The Legal team at J&J feels overwhelmed by the number of requests that need their attention. Marketing Managers are constantly asking them for updates, and they have no time to easily communicate the status of the request, and provide rationale why requests are being rejected.
The Admin Flow was a beast. We had to develop a way for the system to communicate to users, and at specific junctures throughout. Inevitably, these processes ebbed and flowed, and we needed to stay flexible and adaptive when new information came our way.
Users with Admin credentials viewed an alternate view of the web application. Their primary goals were to manage projects, accounts, users, and content. Due to the high difference in functionality, we created a separate Annotated Wireframe for the Admin-side of the web application.

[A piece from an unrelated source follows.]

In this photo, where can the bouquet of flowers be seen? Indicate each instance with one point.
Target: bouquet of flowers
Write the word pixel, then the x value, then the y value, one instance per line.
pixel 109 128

It took near 8 months to arrive at a solution that met the goals and needs of both user types, and it seemed that every meeting there were new needs surfacing. Scope creep was probably the largest obstacle we kept facing, and we worked endlessly to keep communication lines open and honest. The biggest learning from this experience was to focus foremost on the most effective way to communicate with the specific client I'm working with.
We worked within several constraints. Most notably, we weren't able to get access to perform Contextual Inquiries with the J&J employees we were designing for. I was also working with a might Development team of 2, and also crowned myself as the Queen of QA (i.e. Team of 1).